Là, j'ai carrément cassé le suspense en révélant la fin de l'énigme ! Mais la nouvelle est tellement importante que je ne peux même pas imaginer que vous ne puissiez l'avoir, même dans l'hypothèse, peu plausible, où, malgré cette critique, vous ne liriez pas le livre.
Bon, mais me direz-vous, vous, on vous la fait pas. C'est pas le tout d'affirmer des choses, même très sympathiques pour l'humanité, mais il faut avoir un minimum d'arguments. Mais là, c'est plus sûr d'acheter le bouquin.
Bon, pour ceux qui ne voudraient toujours pas, voici quelques pistes en très gros, voire en énorme.

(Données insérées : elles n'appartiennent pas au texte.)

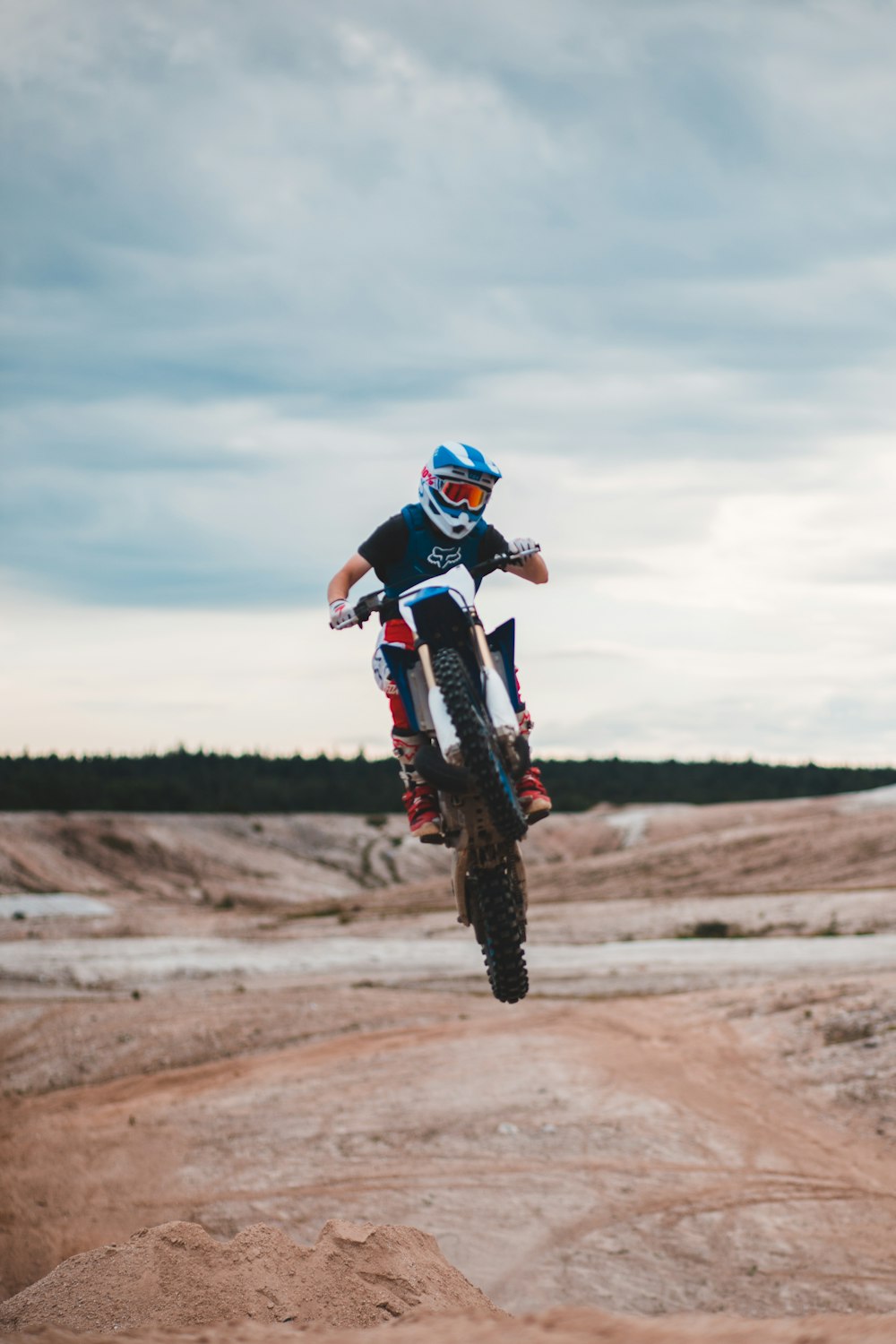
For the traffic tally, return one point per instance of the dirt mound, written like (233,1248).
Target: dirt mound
(177,1274)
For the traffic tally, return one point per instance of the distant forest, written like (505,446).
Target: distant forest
(199,781)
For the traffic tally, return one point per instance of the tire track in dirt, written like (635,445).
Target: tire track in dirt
(610,1148)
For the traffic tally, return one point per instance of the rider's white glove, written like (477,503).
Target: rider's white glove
(520,545)
(341,615)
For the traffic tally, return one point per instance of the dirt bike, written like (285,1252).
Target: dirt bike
(458,687)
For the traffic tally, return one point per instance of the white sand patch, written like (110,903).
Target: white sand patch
(29,906)
(121,961)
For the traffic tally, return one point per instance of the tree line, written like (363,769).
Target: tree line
(202,781)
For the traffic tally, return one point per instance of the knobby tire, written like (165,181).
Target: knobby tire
(503,932)
(498,906)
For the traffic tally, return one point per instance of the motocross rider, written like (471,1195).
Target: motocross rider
(445,529)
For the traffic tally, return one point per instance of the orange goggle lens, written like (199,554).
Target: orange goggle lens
(462,492)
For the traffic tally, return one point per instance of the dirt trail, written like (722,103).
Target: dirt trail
(727,1147)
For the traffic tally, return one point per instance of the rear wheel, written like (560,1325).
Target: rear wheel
(495,906)
(481,755)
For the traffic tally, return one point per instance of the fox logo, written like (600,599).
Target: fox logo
(444,556)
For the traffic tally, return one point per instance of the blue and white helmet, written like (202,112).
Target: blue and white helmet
(455,486)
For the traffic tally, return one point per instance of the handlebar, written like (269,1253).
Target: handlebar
(371,602)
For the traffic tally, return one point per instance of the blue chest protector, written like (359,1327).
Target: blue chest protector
(425,556)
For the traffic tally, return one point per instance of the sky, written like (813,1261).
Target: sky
(258,261)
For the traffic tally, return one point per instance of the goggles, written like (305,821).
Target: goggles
(463,492)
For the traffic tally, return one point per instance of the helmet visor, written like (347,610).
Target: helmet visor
(463,492)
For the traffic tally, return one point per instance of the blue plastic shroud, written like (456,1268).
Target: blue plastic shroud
(401,660)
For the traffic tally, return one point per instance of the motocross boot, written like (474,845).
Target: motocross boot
(422,806)
(533,797)
(421,798)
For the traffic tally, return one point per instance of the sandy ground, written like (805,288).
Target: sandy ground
(279,1021)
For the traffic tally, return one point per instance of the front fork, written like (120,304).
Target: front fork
(497,702)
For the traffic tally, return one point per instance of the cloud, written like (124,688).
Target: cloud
(261,260)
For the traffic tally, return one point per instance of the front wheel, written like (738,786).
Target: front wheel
(481,755)
(495,906)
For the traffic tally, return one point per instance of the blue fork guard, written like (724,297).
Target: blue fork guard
(503,642)
(401,660)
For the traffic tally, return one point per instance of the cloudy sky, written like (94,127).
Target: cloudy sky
(260,260)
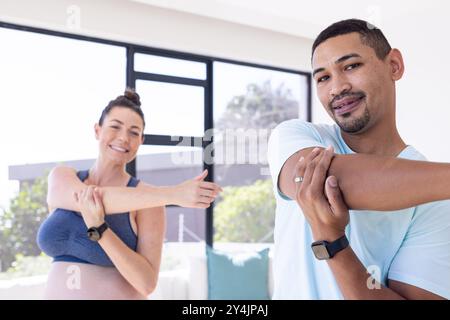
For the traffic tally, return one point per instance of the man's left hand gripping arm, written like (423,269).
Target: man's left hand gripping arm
(325,210)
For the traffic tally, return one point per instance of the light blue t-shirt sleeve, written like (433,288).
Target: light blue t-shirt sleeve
(286,139)
(423,259)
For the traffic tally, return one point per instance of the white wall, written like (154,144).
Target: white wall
(418,30)
(137,23)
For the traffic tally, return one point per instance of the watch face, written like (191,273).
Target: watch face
(321,252)
(93,234)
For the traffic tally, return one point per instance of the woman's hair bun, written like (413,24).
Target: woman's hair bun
(130,94)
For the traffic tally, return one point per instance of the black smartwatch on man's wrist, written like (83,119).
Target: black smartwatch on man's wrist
(95,233)
(324,250)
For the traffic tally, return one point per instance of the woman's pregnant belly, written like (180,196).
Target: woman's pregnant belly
(73,281)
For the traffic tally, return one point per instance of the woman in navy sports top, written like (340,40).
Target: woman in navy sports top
(119,257)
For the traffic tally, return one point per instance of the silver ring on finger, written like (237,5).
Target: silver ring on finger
(298,179)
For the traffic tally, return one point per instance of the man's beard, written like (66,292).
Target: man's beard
(354,125)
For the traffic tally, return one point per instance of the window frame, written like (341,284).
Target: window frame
(132,76)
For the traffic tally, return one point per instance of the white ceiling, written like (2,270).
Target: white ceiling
(298,17)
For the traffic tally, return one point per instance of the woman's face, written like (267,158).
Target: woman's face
(120,135)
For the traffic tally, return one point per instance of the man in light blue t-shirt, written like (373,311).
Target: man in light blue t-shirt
(360,214)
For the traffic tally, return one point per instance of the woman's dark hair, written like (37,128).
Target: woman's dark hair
(370,35)
(130,99)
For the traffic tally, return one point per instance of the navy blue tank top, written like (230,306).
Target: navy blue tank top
(63,235)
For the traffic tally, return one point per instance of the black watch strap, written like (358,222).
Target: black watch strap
(102,228)
(337,245)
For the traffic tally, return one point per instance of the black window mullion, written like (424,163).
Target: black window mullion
(209,124)
(161,140)
(131,82)
(170,79)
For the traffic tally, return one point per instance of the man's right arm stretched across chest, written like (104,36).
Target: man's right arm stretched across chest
(371,182)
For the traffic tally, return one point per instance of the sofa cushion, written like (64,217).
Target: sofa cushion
(238,276)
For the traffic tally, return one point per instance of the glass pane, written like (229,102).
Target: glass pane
(248,103)
(169,66)
(53,91)
(172,109)
(185,231)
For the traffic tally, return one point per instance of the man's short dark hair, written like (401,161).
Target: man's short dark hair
(370,35)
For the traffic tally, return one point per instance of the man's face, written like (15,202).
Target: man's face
(352,82)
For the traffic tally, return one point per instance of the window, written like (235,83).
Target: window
(248,103)
(53,91)
(56,86)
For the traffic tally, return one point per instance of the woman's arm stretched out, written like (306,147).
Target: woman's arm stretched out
(196,193)
(371,182)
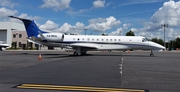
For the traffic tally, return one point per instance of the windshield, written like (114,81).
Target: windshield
(145,40)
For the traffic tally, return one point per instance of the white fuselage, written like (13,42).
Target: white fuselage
(102,42)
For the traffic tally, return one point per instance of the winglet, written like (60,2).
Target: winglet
(31,28)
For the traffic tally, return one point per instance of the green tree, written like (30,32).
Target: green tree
(159,41)
(130,33)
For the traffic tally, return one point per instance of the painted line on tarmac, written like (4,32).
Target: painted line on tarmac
(76,88)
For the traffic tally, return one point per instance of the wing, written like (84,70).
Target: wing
(86,46)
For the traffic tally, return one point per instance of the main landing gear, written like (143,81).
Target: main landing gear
(151,54)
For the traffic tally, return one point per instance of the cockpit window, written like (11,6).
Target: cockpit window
(145,40)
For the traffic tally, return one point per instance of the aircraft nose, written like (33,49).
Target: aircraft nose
(157,46)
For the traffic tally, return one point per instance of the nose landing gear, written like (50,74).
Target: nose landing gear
(151,54)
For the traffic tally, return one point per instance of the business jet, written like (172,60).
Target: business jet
(3,45)
(83,43)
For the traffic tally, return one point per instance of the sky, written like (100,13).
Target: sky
(113,17)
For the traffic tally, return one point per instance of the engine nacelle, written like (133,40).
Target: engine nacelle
(52,37)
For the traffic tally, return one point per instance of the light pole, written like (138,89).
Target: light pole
(164,26)
(85,30)
(119,33)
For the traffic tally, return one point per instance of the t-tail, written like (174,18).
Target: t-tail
(31,28)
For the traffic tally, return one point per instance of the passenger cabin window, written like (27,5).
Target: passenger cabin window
(145,40)
(14,35)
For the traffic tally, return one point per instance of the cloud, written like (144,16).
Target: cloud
(120,30)
(97,24)
(4,12)
(7,3)
(169,14)
(98,3)
(67,28)
(102,25)
(131,2)
(26,16)
(56,4)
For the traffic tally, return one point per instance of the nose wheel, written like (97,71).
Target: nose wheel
(151,54)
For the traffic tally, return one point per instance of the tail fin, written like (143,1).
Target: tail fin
(31,28)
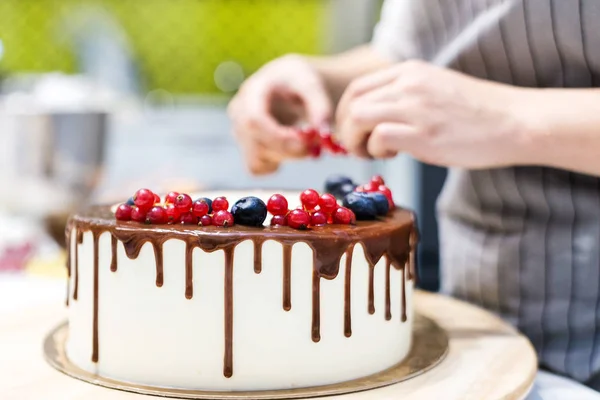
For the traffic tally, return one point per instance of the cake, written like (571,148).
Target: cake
(239,308)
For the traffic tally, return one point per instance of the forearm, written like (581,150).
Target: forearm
(562,129)
(341,69)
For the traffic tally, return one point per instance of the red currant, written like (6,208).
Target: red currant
(183,202)
(123,212)
(298,219)
(138,215)
(319,218)
(309,199)
(200,208)
(205,220)
(370,187)
(171,198)
(157,215)
(172,213)
(144,199)
(277,205)
(314,151)
(328,203)
(222,218)
(387,193)
(327,142)
(187,218)
(309,134)
(377,180)
(220,204)
(344,216)
(279,220)
(337,148)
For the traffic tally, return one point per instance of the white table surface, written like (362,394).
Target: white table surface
(18,293)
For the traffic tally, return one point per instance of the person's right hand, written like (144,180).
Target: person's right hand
(283,93)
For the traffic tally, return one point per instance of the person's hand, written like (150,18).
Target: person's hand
(437,115)
(282,93)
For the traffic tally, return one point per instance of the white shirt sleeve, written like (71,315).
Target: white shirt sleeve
(396,34)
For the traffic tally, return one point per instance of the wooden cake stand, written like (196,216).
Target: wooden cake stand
(487,359)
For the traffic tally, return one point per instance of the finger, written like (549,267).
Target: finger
(388,139)
(257,121)
(363,85)
(363,118)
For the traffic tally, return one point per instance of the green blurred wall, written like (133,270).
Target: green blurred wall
(177,43)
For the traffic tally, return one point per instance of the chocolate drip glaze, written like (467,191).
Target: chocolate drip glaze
(159,261)
(113,253)
(371,303)
(68,263)
(258,256)
(78,241)
(287,276)
(347,293)
(96,236)
(388,311)
(228,360)
(393,237)
(189,277)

Ainsi, l'auteur convoque la philosophie, ses penseurs, son histoire et ses raisonnements pour traiter le sujet en trois parties – comme il se doit – :
1°) Antithèse :
Le Paradis ? Portnimwak ! Et pourquoi pas Nabilla à Polytechnique (non mais allô quoi !) et
Marc Levy à l'Académie française ! Ça fait longtemps qu'on ne croît plus au Père Noël, alors le Paradis… alors Dieu… D'ailleurs, ça fait pas un bail qu'il est mort ? Ben si, notamment à cause des derniers coups de merlins des trois désenchanteurs du monde moderne,
Nietzsche, Marx et
Freud. Ainsi, croire n'est rien moins qu'être faible, aliéné et névrosé. C'est sûr, ça fait pas envie ! D'où l'athéisme ambiant. Mais, athéisme qui peine à trouver des valeurs et un sens au monde, hormis ceux de l'économie de marché et de l'individualisme, sujets à dérives sans réelles limites en l'absence de tels repères de sens.
2°) Thèse :
Blessé seulement. "Dieu respire" encore. Tout d'abord parce que le phénomène religieux ne faiblit pas, n'a jamais vraiment décru et réapparaît spontanément et avec force là où il a été chassé par les adeptes de nos trois teutons susnommés, montrant peu ou prou leur échec. Ensuite, parce que chacun perçoit ces dérives et en vient à se poser la question du sens de la vie ; or cette problématique est justement dans le code génétique des religions. Enfin, parce que des penseurs, à l'initiative de
Kant*, expliquent les limites intrinsèques de la raison et du savoir humains ; limites qui laissent à Dieu un espace d'existence possible dans le champ de la pensée, et non plus uniquement dans celui de la croyance. Ce qui fait tout de même plus sérieux pour quelqu'un qui a tout de même créé l'Univers et Zlatan – excusez du peu – !
3°) Sainte thèse :
Donc puisque Dieu a la possibilité d'exister, qu'est-ce qu'on en fait ? On le prie. Et c'est cette prière qui a le pouvoir de réenchanter le monde parce qu'elle est l'expression la plus haute de la vie de l'esprit. Attention ! Pas la prière magique à deux balles : « Petit Jésus, fais que je puisse avoir une Rolex en or, parce que, Kevina, la sienne, elle est qu'en plaqué ! » ! Non ! La vraie prière que la mystique nous apprend, qui nous fait retrouver notre élan vital, celui qui doit nous désengluer de nos vies matérielles sans issue, et qui donc nous mène recta au Paradis. Auquel, je vous rappelle, nous irons tous puisqu'il n'y a pas d'autres chemins possibles.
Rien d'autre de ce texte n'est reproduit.